In the years following this article, Wickens conducted much supporting research. For example, Wickens’ “Lack of Memory for Nonattended Items in Dichotic Listening” illustrates the relationship between “release from proactive inhibition” and semantic coding. The study consisted of 3 different groups of participants: professions, meat, and fruit. Participants in each condition listened to 3 words, counted backwards for 15 seconds, and then attempted to recall the words. Wickens repeated 4 trials with different words in each trial. The results found that the second and third trials decreased in accuracy due to the build up of proactive interference. The fourth trial, however, increased in accuracy after release from the profession and meat conditions. The release from proactive inhibition depended on the words’ categories (profession, fruit, and meat). Proactive inhibition was reduced when the item presented on a subsequent trial was drawn from a different condition. In other words, the release from proactive inhibition depended on the words’ categories (profession, fruit, and meat). The results demonstrate the operation of semantic coding in short term memory.

==Influence==
While Wickens continued to study the release from proactive inhibition, his interests shifted some to other applications in his later career. He found a connection between memory in conditioning and proactive interference. Using alternately cat or humans, he investigated classical conditioning in light of proactive interference. He found evidence of retention of the conditioned response even in the midst of several kinds of interference and transfer of the conditioned response from the original setting to others. Context of conditioning was further examined, showing transference even after variance of stimuli tone or light.

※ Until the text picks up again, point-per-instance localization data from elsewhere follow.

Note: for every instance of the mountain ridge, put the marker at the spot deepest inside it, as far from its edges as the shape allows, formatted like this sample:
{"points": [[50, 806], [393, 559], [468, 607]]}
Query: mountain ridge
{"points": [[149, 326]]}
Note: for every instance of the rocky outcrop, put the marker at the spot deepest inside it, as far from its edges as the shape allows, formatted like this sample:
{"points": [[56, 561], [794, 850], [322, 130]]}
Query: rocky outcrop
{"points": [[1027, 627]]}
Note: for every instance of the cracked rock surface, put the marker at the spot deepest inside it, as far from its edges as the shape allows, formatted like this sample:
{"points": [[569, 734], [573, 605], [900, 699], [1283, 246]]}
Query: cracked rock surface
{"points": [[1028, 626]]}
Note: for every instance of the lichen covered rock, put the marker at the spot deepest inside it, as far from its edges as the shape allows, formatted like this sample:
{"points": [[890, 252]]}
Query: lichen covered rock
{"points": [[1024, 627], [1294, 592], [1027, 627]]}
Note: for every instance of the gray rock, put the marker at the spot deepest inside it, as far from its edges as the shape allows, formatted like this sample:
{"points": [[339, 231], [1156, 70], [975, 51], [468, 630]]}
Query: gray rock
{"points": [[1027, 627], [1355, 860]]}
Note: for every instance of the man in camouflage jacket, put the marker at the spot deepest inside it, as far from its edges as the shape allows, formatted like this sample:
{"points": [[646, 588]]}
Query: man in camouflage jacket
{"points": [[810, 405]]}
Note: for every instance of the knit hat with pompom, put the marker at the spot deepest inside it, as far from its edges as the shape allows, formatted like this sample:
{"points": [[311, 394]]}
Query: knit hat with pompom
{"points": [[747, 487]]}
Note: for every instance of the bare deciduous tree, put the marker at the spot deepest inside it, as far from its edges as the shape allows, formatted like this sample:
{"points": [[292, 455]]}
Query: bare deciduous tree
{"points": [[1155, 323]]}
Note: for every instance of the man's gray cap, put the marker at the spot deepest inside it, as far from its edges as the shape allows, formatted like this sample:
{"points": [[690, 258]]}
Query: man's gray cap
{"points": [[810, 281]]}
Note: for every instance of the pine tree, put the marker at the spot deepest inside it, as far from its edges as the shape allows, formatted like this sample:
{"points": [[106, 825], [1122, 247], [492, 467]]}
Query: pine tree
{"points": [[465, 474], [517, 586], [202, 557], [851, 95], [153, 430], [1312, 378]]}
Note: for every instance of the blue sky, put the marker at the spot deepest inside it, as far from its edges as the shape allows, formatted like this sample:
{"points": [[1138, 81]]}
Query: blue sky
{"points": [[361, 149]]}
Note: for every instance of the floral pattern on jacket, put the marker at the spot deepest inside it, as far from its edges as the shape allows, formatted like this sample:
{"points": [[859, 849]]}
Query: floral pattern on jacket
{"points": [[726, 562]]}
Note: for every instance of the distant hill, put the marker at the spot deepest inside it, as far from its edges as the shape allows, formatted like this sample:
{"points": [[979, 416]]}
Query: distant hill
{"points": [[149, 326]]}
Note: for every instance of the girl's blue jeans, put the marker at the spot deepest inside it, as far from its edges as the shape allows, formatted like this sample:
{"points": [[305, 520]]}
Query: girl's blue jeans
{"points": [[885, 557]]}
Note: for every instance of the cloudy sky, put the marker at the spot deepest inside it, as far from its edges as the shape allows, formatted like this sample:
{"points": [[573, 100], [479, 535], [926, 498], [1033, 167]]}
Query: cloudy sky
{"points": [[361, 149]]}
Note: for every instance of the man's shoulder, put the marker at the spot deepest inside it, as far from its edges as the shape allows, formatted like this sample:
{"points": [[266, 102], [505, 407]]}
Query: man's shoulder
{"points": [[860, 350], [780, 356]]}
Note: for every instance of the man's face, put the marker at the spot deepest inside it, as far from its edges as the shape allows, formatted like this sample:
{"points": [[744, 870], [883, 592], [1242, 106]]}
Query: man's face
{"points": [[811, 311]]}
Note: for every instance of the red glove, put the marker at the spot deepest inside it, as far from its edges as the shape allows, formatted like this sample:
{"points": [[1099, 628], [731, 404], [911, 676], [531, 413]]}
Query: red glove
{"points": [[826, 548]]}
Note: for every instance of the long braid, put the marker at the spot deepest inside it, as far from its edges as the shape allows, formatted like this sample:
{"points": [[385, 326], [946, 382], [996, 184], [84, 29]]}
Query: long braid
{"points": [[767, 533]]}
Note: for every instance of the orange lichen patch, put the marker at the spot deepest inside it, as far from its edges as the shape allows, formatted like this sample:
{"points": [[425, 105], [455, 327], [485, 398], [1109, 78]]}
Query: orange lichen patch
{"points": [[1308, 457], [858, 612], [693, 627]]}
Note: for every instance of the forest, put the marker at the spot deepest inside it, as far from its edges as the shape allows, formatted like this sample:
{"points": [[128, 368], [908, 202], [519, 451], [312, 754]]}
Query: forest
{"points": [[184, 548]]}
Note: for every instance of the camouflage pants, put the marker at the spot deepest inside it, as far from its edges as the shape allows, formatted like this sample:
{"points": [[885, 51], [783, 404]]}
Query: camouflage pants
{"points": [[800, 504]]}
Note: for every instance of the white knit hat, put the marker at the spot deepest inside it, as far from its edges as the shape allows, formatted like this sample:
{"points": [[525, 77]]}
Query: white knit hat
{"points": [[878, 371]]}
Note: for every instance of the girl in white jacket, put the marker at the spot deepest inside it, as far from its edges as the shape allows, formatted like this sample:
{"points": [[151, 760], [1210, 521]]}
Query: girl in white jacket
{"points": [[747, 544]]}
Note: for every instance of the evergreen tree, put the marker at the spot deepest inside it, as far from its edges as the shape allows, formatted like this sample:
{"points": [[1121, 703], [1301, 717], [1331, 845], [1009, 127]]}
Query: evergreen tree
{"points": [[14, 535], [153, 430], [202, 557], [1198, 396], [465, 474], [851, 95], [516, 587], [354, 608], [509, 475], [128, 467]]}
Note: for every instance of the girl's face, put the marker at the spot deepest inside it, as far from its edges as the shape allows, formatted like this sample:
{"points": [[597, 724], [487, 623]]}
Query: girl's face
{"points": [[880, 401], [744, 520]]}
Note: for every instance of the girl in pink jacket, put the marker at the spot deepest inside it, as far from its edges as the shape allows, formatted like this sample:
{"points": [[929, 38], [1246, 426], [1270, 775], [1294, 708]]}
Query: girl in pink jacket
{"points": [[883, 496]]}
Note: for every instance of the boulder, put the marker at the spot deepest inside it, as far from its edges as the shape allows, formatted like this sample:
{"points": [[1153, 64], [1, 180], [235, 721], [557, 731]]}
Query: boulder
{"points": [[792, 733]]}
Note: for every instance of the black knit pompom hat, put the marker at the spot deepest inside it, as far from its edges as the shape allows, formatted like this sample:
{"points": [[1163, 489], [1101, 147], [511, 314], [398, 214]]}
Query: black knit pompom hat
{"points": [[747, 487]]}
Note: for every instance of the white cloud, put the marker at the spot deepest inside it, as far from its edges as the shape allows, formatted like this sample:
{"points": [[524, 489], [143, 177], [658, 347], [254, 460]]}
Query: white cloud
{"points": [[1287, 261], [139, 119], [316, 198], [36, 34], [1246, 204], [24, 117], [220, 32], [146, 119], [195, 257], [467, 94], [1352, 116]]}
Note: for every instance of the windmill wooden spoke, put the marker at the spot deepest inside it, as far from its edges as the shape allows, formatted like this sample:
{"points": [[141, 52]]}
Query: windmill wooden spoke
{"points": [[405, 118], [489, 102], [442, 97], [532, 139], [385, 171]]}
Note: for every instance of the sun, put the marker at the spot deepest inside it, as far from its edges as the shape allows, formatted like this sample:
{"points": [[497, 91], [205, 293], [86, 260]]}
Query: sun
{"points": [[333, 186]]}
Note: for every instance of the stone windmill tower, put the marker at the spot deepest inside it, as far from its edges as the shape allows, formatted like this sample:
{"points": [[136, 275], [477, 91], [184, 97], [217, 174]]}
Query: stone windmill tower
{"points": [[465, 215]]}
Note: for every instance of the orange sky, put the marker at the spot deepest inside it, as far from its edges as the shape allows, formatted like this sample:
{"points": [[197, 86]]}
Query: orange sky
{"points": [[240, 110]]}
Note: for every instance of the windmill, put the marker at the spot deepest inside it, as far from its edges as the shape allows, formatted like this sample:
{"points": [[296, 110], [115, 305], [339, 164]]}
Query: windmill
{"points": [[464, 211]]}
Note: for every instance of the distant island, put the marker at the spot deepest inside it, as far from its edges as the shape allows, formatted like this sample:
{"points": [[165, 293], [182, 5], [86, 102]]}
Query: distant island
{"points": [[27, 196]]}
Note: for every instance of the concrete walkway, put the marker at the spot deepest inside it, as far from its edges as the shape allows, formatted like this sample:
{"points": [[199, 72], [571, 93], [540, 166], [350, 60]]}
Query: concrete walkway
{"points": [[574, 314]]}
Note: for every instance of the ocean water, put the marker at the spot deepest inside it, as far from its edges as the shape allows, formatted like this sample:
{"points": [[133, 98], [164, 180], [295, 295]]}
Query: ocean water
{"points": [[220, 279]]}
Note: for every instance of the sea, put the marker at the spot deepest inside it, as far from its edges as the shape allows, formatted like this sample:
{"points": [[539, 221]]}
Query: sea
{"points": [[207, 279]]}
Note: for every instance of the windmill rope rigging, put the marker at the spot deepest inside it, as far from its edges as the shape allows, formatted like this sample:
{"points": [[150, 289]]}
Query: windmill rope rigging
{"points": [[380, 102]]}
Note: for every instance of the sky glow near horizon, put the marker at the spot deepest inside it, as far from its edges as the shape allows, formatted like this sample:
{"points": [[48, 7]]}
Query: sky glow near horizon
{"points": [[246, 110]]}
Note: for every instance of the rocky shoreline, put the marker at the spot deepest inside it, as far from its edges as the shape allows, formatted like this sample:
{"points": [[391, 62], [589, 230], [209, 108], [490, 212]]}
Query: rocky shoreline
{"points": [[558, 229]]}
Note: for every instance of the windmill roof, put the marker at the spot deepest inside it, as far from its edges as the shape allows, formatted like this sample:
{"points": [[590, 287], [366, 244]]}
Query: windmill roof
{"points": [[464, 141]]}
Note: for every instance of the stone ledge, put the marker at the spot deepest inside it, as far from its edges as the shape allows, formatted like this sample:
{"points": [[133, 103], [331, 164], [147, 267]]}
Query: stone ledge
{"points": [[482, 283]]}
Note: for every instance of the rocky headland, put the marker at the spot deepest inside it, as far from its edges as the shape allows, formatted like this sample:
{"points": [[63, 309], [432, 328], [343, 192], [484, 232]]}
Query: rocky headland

He applied interference to memory theory, researching retrieval, memory set size, and working memory. Wickens also investigated semantic memory, testing new proposed dimensions for semantic space and working off of some of his earlier work. His articles and ideas still inform many psychologists who investigate interference. Lustig, May, and Hasher’s article “Working Memory Span and the Role of Proactive Interference” cites Wickens no less than three times.